Indices based on community structure provide a global ecological status of the biological communities but they are of limited value as early-warning indicators of contamination. Almost two decades after the Water Framework Directive (2000/60/EC) was adopted, we reviewed publications that measured biomarkers in benthic macroinvertebrates in biomonitoring programmes of fluvial systems. The focus was on studies that attempted to incorporate both biomarkers and community-based approaches in the evaluation of the ecological status of rivers and streams. Overall, the data showed that biomarker measurements in benthic macroinvertebrate species can offer complementary information on the factors threatening these communities. This information is particularly useful for water authorities, in order to take actions before a system collapses into a state from which recovery is difficult or impossible. Gaps in need to be addressed for rapid and efficient implementation of biomarkers in benthic macroinvertebrates in routine wide-scale monitoring are discussed.
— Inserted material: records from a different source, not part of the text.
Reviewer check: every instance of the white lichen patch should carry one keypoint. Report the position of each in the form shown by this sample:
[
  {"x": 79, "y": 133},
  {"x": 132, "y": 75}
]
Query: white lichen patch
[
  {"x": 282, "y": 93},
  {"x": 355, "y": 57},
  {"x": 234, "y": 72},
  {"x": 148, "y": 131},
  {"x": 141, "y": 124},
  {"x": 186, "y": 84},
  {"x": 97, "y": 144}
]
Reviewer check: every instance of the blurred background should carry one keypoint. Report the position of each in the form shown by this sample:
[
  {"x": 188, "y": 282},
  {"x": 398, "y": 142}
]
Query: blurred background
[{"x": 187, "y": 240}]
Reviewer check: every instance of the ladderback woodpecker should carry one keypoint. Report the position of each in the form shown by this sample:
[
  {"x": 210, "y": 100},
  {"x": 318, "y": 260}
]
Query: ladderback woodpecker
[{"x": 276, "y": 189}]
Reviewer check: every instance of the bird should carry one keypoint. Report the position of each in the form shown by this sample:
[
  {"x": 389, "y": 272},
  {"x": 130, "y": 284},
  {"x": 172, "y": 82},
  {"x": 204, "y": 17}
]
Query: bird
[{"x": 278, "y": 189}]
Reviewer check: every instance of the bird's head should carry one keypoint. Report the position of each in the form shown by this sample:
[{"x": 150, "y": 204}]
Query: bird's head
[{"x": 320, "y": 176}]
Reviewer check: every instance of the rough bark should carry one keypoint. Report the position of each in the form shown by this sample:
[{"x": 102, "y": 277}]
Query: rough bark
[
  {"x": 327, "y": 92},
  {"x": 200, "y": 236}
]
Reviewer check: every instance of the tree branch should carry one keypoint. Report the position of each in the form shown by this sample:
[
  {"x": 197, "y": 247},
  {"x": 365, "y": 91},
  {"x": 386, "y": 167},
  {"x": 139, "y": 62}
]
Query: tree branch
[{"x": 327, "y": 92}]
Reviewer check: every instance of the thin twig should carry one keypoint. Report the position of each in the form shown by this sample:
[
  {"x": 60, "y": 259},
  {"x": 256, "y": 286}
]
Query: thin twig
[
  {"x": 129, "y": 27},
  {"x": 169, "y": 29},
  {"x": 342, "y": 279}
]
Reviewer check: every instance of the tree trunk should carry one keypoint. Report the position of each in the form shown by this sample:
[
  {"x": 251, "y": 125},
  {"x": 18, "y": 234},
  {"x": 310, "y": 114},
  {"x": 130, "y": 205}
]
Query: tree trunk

In particular, site-specific baselines have to be defined, taking into account the influence of biotic and abiotic factors on these biochemical responses. Further studies, including different biomarkers, environmental stressors, macroinvertebrate taxa and river types, will provide crucial information on how to establish adequate biomarker strategies to indicate future ecological damage.

Keywords

Community indices Biochemical biomarkers Integrated monitoring Neurotoxicity Biotransformation Oxidative stress 

Notes

Acknowledgements

The present study was supported by Foundation for Science and Technology (FCT) through a PhD grant attributed to Rodrigues C. (SFRH/BD/87695/2012). We thank the associate editor and two anonymous reviewers, whose constructive comments and suggestions were very helpful to improve the manuscript.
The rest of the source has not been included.